5. An Incorrect Date of Conception
After conception, the embryo begins to grow at a fast pace and implantation follows after it. During this process, a heartbeat cannot be detected but the embryo can be seen in a few cases. Many doctors do a repeat ultrasound after a week if the embryo is invisible earlier. This is highly dependent on the date of conception. If this is termed to be earlier than it is, it could lead doctors to believe that a miscarriage has taken place. Usually, the ultrasound gives the accurate gestational age so the doctor will suggest the right age and not just rely on the history.
What Are the Chances of Misdiagnosed Miscarriage?
A misdiagnosed miscarriage is not unlikely. Its chances are relatively very rare.
FAQs About Misdiagnosed Miscarriage
1. Does the absence of heartbeat that was detected earlier mean miscarriage?

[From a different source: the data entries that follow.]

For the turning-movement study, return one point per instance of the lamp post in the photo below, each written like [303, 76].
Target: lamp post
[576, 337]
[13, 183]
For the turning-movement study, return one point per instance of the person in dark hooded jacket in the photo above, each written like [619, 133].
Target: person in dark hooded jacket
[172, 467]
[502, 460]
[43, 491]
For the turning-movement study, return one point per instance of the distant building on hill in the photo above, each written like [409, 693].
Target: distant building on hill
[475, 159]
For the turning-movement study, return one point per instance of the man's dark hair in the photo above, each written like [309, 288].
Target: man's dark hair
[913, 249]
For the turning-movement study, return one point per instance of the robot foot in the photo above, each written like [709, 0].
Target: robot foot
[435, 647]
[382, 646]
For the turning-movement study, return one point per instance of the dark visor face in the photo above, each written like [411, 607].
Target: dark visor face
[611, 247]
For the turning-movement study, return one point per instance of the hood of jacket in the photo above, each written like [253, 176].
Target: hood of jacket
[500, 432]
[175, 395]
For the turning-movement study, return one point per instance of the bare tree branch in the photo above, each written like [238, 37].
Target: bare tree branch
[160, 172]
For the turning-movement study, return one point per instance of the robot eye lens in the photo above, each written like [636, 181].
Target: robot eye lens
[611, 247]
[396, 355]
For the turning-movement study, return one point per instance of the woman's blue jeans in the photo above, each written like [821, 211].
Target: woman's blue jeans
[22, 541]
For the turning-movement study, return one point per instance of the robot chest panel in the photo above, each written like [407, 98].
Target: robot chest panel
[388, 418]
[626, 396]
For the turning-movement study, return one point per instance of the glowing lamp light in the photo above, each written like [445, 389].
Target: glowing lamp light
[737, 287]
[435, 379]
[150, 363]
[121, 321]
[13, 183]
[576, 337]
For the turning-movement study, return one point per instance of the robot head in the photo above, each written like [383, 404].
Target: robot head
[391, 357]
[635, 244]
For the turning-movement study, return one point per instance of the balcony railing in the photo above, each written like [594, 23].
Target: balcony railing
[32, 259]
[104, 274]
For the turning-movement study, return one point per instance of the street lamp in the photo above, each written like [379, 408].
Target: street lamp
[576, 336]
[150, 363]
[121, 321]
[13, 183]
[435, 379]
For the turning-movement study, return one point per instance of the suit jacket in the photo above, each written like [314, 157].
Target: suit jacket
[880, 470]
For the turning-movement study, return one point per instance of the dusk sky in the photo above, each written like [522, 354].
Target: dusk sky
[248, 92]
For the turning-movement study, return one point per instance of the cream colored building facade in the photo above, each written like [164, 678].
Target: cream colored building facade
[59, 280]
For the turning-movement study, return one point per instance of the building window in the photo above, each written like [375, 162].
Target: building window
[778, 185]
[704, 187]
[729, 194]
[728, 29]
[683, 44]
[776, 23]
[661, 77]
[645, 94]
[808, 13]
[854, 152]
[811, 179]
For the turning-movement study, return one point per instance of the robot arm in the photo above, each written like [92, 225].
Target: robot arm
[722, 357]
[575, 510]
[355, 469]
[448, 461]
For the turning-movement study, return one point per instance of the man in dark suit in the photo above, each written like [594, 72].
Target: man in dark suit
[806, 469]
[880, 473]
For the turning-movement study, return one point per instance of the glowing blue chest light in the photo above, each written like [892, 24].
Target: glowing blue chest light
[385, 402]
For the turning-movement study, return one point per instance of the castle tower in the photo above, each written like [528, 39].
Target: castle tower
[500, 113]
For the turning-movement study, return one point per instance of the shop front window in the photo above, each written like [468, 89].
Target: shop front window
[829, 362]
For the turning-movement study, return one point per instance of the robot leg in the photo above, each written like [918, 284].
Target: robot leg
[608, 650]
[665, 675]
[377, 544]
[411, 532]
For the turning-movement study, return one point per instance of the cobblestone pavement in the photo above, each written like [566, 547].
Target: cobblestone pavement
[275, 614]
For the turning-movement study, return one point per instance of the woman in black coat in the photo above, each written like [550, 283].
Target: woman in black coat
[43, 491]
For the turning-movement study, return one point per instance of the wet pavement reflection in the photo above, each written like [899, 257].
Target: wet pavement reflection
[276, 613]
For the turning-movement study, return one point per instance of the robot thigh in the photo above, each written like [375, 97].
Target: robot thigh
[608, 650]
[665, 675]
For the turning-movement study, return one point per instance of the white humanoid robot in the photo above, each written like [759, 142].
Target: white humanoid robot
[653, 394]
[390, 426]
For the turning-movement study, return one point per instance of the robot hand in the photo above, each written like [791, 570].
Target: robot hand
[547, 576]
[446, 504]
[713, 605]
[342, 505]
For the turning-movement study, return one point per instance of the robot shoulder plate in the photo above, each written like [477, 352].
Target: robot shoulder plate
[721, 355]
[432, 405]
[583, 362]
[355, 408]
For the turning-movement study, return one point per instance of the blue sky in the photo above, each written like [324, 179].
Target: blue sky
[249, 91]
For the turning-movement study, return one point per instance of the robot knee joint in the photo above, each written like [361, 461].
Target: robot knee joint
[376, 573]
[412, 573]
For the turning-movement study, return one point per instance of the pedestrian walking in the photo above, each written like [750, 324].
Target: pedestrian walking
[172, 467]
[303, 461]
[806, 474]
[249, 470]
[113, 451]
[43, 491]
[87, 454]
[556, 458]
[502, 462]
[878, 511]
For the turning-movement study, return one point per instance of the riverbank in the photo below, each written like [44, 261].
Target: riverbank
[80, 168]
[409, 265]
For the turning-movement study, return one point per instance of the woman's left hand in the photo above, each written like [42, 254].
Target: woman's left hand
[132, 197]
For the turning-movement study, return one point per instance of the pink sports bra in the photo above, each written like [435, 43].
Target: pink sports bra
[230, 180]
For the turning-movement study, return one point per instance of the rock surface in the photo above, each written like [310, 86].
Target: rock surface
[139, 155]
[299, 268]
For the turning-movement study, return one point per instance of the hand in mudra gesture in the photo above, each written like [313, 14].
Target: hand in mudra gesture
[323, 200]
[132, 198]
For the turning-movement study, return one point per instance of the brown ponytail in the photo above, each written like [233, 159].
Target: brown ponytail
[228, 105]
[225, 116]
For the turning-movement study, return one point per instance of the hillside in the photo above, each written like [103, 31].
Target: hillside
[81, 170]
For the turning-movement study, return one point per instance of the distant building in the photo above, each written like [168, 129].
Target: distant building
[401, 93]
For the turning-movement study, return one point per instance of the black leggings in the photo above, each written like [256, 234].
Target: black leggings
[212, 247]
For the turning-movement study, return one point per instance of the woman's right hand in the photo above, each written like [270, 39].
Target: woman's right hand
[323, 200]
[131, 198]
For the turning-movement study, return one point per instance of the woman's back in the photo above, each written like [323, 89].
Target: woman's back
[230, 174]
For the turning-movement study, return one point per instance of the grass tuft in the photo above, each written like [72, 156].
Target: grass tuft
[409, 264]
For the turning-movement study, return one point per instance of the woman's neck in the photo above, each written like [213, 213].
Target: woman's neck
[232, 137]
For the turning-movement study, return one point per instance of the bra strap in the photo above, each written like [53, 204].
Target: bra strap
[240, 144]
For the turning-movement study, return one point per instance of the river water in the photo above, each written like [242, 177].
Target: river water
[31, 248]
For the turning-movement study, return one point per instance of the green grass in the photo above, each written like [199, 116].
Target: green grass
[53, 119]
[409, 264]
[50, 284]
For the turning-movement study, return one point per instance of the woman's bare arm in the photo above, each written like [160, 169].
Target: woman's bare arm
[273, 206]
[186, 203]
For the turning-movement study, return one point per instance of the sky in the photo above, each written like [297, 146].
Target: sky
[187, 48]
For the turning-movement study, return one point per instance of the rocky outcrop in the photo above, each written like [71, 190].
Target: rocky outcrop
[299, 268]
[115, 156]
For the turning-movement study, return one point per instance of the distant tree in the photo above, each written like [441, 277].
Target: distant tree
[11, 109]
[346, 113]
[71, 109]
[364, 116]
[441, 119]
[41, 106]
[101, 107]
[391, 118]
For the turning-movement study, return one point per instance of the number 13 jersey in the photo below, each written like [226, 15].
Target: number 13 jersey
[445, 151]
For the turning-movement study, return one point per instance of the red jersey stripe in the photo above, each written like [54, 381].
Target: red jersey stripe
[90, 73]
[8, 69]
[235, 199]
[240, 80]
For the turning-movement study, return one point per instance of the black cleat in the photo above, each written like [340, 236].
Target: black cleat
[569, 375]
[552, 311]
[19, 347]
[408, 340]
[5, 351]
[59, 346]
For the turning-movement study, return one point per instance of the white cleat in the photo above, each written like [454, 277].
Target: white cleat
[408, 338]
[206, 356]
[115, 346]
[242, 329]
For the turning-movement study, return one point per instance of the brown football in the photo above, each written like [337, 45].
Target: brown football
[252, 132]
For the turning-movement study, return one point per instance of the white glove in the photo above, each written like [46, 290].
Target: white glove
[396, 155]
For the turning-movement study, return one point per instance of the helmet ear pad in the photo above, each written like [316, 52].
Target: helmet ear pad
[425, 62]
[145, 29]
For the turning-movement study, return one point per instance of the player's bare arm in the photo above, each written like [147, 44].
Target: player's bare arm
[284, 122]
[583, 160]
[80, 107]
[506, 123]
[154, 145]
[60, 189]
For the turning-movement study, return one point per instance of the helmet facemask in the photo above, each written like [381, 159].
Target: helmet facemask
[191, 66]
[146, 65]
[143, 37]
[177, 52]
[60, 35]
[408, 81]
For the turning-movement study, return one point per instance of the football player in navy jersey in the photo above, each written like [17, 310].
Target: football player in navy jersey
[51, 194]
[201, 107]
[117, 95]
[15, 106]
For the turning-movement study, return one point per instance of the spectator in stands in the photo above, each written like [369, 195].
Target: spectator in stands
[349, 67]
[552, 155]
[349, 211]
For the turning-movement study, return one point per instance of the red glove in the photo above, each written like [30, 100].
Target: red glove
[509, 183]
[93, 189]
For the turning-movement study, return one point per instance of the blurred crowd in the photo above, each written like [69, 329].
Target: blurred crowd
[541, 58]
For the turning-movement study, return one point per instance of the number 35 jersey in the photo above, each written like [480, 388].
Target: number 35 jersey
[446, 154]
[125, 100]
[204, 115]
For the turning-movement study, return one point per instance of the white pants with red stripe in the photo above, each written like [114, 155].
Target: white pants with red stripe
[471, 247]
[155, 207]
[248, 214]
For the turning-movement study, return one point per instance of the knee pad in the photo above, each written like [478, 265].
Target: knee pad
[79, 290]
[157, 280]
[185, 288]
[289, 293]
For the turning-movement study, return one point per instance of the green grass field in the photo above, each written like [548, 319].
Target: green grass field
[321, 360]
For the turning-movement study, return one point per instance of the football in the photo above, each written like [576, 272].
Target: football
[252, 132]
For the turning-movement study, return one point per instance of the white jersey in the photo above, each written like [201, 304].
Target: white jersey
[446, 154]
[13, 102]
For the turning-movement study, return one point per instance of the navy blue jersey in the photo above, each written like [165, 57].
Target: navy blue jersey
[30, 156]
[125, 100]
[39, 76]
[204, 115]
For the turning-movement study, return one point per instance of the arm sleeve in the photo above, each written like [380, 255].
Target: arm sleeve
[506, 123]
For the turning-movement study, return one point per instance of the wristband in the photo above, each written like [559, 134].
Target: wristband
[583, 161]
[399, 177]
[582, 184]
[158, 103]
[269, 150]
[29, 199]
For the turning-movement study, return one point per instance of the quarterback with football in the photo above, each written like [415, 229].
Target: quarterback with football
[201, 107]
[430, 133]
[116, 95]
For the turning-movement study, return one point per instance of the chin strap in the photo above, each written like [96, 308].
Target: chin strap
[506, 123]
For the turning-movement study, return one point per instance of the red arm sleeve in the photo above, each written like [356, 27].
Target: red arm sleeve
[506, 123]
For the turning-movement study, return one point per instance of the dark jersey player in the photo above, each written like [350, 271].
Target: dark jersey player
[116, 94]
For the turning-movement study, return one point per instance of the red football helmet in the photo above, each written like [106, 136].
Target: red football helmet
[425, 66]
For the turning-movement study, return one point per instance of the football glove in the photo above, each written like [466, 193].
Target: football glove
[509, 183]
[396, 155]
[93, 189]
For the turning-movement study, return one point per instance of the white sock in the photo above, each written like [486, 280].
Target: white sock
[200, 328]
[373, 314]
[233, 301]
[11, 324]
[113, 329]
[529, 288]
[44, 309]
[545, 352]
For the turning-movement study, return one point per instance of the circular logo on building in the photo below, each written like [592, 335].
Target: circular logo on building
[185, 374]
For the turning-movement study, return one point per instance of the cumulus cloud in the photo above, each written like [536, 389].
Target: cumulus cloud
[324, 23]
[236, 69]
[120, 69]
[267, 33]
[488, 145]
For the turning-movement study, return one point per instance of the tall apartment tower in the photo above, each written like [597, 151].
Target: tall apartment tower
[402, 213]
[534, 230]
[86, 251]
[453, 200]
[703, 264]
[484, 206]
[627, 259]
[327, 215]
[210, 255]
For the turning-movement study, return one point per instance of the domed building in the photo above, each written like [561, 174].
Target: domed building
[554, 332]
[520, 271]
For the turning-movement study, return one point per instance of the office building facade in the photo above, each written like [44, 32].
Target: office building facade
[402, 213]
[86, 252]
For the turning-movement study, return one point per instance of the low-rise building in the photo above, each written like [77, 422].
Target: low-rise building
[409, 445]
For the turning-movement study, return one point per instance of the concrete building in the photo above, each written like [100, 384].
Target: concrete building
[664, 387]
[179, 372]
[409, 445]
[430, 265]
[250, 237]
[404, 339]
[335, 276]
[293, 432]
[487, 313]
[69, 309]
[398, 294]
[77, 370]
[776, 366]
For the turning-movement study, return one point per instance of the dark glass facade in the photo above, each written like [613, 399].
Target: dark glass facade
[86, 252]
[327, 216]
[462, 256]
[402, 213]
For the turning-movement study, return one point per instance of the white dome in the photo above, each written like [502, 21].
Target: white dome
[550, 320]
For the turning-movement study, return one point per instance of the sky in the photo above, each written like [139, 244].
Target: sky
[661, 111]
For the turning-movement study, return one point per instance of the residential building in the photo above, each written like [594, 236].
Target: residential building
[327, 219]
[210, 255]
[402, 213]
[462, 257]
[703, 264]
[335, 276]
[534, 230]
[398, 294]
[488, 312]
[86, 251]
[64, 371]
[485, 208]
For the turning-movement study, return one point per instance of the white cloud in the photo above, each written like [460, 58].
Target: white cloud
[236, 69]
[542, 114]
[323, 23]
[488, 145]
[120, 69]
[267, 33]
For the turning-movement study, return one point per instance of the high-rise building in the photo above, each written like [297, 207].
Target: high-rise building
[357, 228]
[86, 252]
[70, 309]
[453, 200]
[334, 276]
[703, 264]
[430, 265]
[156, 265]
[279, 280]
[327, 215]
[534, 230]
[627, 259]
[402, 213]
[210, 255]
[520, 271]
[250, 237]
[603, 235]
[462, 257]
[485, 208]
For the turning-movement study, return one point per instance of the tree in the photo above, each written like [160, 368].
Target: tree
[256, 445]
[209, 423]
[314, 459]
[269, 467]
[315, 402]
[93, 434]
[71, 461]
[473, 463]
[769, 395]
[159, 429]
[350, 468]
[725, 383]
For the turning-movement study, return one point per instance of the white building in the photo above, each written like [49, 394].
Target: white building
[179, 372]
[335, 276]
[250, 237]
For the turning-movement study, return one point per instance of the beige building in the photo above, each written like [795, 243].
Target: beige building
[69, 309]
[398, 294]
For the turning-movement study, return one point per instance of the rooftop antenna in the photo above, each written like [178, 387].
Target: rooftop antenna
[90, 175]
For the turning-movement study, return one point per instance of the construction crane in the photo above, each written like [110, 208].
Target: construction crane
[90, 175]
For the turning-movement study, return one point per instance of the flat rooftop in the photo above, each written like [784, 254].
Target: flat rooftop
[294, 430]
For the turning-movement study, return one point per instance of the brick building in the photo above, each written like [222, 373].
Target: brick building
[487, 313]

Noticing a heartbeat during the ultrasound scan is a great sign for most parents since it confidently establishes the presence of a foetus inside. However, if the same cannot be observed in a successive ultrasound, it is most likely a miscarriage. You can get another scan conducted if you don’t want to take immediate action.
2. Is a baby without a heartbeat a clear sign of miscarriage?
While a foetal heartbeat is crucial, the position of the baby and the angle of the ultrasound device play a massive role in detecting it. An absent heartbeat can be spotted after a week when some adjustments have taken place within. The foetal heart is supposed to be visible at six weeks on the ultrasound, if it is absent, the pregnant woman is asked to wait for at least two weeks before checking for it again.
3. Can pregnancy be detected in any kind of a uterus?
Most variations of a uterus are able to carry a pregnancy healthily to its complete term, but a tilted uterus can pose problems during ultrasounds in detecting the child effectively. However, now with modern ultrasound machines, it can be ruled out.
4. Is spotting a baby at good hCG levels compulsory?
A high hCG level could also be present due to an ectopic pregnancy when the uterine pregnancy is too small to be detected on an ultrasound.
5. If hCG levels don’t rise constantly, does it indicate a miscarriage?
The hCG levels do rise during pregnancy but they also slow down or even drop at times. These don’t always mean a miscarriage has occurred. Ideally, there should be a doubling of hCG and if it doesn’t, it indicates a miscarriage or abnormal pregnancy.
How to Ensure Your Miscarriage Has Not Been Misdiagnosed
If initial signs indicate a miscarriage, it is best to conduct repeat ultrasounds and tests after a week or so. A second opinion can be taken.
If your pregnancy has been diagnosed as a miscarriage, you can wait for a week or two before deciding on any treatment. Remember, patience is a virtue to be held close to your heart and do not base your conclusions are single tests.